I think there are developers out there that are fed up with the way open
source works today.
Had a colleague talked on Friday, who told me exactly that. I stay with
him in touch now. Who knows maybe he joins someday. (No promises)
I think if you take a look at today's capability of c++ it is an awesome
language.
Our problem is not the language but we use different ones.
I am personally impressed by other languages too.
But the more different languages I use the more I am convinced that the
language used does not matter. The concept, architecture and tooling
does.
We need more helpers that simplify work, development wise.

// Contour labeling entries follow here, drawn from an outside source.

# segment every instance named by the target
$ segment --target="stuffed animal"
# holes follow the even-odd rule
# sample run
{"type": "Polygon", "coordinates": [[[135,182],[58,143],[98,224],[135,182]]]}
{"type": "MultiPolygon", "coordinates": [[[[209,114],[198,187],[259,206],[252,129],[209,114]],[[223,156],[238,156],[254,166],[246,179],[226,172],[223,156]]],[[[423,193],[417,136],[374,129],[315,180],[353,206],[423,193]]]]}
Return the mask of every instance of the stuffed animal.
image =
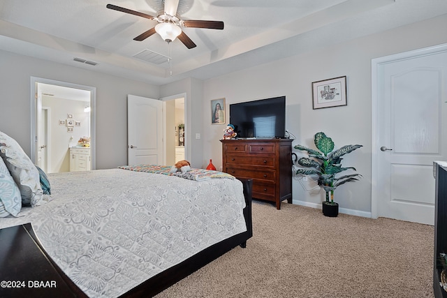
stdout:
{"type": "Polygon", "coordinates": [[[237,133],[235,131],[235,127],[233,124],[228,124],[224,131],[224,140],[230,140],[237,135],[237,133]]]}
{"type": "Polygon", "coordinates": [[[182,172],[182,173],[186,173],[188,171],[191,170],[191,163],[188,161],[185,161],[184,159],[180,161],[179,162],[175,163],[175,165],[173,165],[170,168],[170,172],[175,173],[176,172],[182,172]]]}

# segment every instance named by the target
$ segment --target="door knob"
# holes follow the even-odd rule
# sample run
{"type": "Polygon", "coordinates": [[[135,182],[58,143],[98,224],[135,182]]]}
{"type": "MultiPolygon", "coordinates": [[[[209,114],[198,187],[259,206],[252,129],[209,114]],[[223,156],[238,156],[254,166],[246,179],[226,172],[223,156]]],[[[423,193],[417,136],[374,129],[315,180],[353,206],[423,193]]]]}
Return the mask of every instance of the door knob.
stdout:
{"type": "Polygon", "coordinates": [[[391,151],[391,150],[393,150],[392,149],[387,148],[387,147],[386,147],[385,146],[382,146],[381,147],[380,147],[380,149],[381,149],[381,151],[391,151]]]}

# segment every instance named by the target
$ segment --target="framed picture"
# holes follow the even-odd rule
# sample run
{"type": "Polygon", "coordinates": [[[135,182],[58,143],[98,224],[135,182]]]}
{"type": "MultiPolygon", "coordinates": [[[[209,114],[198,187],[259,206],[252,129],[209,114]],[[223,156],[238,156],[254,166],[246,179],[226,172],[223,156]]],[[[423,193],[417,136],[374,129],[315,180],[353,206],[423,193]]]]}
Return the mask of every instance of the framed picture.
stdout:
{"type": "Polygon", "coordinates": [[[225,124],[225,98],[211,100],[211,124],[225,124]]]}
{"type": "Polygon", "coordinates": [[[314,82],[312,100],[314,110],[347,105],[346,75],[314,82]]]}

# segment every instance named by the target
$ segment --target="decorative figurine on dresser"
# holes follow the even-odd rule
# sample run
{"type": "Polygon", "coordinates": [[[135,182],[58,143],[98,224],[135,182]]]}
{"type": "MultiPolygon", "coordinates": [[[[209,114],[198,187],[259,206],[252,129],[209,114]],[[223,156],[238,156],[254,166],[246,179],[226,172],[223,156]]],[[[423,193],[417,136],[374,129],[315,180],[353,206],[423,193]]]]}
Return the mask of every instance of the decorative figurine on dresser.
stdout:
{"type": "Polygon", "coordinates": [[[292,141],[290,139],[221,140],[223,171],[253,179],[254,199],[292,202],[292,141]]]}

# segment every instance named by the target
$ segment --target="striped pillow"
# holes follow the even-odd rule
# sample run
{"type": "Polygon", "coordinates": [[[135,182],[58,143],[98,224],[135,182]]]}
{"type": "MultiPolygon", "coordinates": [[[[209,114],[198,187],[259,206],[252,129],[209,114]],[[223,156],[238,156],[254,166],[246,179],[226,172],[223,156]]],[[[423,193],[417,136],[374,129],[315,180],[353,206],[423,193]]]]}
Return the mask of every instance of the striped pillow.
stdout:
{"type": "Polygon", "coordinates": [[[42,188],[42,191],[43,191],[44,195],[51,195],[51,186],[50,185],[50,180],[48,180],[48,177],[43,172],[43,170],[41,169],[39,167],[36,165],[37,170],[39,171],[39,178],[41,180],[41,187],[42,188]]]}

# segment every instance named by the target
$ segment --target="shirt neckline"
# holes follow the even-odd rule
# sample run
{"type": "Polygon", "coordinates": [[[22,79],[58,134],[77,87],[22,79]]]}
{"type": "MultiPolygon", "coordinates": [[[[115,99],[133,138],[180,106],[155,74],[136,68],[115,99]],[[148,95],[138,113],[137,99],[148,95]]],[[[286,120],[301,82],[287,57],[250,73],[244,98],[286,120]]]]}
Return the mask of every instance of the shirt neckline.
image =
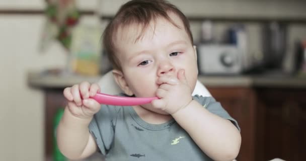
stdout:
{"type": "Polygon", "coordinates": [[[152,124],[144,121],[137,114],[134,108],[132,106],[127,107],[128,108],[129,113],[132,118],[140,126],[148,130],[162,130],[168,128],[173,125],[176,122],[174,118],[170,120],[160,124],[152,124]]]}

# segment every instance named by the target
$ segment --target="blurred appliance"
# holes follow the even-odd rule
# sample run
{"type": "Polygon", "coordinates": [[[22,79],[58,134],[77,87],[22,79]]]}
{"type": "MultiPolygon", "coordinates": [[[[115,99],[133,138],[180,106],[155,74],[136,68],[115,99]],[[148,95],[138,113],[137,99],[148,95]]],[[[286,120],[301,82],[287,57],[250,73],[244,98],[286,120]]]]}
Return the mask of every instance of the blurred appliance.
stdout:
{"type": "Polygon", "coordinates": [[[281,70],[287,51],[285,24],[277,22],[266,24],[263,27],[262,45],[264,64],[266,69],[281,70]]]}
{"type": "Polygon", "coordinates": [[[236,45],[200,44],[197,48],[200,74],[233,74],[242,72],[242,52],[236,45]]]}

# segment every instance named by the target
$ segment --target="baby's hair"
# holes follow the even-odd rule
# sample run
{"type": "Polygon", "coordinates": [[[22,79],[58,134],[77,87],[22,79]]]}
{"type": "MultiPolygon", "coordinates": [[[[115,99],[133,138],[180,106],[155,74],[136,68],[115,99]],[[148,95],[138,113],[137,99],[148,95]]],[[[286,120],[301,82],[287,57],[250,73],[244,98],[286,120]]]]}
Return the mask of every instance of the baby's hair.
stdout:
{"type": "Polygon", "coordinates": [[[159,17],[165,18],[175,26],[180,28],[169,17],[169,12],[175,14],[181,19],[191,44],[193,45],[189,22],[185,15],[175,6],[164,0],[132,0],[120,7],[103,33],[103,47],[114,69],[122,71],[119,59],[115,54],[116,47],[113,40],[116,36],[118,29],[120,27],[124,27],[131,24],[140,25],[142,30],[137,37],[136,42],[143,36],[143,32],[151,21],[156,21],[159,17]]]}

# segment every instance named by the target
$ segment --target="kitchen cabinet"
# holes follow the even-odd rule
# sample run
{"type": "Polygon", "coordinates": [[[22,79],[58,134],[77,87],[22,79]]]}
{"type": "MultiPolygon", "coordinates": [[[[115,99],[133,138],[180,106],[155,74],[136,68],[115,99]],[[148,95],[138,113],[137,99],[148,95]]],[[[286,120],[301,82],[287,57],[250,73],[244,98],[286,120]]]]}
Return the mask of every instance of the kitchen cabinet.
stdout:
{"type": "Polygon", "coordinates": [[[256,95],[246,87],[209,87],[208,90],[241,128],[242,143],[237,160],[255,159],[256,95]]]}
{"type": "Polygon", "coordinates": [[[263,121],[257,140],[259,160],[306,158],[306,88],[259,88],[258,102],[263,121]]]}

I also suggest to not trying to fix one bug, but by solving a bug and
uplift our code.
All the best
Peter
Am 21. Mai 2017 05:48:00 MESZ schrieb Patricia Shanahan <[email protected]>:
On 5/20/2017 2:11 PM, Dave Fisher wrote:
...
We have way too many users to abandon the 4.x branch completely. We
do need to handle security issues.
If we want start a rewrite for a 5.x then we will need to map the
functionality particularly in Calc. We will also need to pick a more
modern language compared to C++. We now have an XML schema which can
help us generate code. We did this for Java in Apache POI. The ODF
Toolkit is also still in the Incubator and it could be of use.

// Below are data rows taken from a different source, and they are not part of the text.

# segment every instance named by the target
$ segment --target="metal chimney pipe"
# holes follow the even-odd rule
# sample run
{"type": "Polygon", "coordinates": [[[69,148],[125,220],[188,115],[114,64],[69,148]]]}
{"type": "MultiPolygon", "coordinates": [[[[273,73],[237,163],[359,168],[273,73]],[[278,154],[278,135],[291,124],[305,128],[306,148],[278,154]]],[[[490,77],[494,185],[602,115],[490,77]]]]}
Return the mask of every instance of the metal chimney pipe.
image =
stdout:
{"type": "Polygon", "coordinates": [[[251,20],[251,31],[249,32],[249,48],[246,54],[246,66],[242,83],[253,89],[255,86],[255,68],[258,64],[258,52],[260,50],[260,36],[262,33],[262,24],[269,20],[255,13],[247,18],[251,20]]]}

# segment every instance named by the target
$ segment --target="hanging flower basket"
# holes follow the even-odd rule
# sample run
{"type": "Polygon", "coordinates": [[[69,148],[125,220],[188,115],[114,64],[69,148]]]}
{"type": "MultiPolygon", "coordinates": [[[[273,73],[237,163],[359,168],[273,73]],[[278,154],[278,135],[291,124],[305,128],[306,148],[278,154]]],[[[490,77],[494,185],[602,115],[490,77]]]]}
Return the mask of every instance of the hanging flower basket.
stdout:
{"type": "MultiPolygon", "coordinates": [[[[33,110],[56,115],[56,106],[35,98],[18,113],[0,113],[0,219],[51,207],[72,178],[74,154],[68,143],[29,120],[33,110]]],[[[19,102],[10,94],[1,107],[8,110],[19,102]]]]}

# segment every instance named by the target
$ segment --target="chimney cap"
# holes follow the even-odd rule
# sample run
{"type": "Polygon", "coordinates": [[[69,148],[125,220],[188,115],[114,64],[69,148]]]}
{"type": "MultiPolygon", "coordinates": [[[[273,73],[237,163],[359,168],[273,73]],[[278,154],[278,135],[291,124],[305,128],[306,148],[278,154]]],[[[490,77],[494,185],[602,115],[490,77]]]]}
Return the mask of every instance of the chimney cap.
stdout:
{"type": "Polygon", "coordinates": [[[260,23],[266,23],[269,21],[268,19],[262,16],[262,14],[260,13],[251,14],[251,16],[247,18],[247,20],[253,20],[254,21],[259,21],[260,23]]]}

I think we should all think about it a little and then have a series
of video conferences reporting back to the community with a synopsis
step by step.
I can see a case for creating a new project to build a modern office
suite from scratch, if there are enough interested people to make it
viable.
I strongly disagree with calling it "OpenOffice" or assigning it an
OpenOffice version number, for the following reasons:
1. Doing so would create an expectation of compatibility that would
limit the options for the new suite.
2. Depending on how quickly the new suite is developed, and, after
release, its download rate relative to OpenOffice, we may want to
produce an actual OpenOffice 5.x. Using "OpenOffice 5.x" for the new
suite would limit the actual OpenOffice to 4.y, no matter how large y
gets, or how long demand for OpenOffice continues.
3. If you look at what I wrote above, using "OpenOffice" for the new
suite makes it very difficult to write clearly about the differences
between it and the current OpenOffice line.
I suggest that the people interested in writing new office suite should
pick a project name and either create an incubator podling or, if there
are enough members involved, create a new top level project.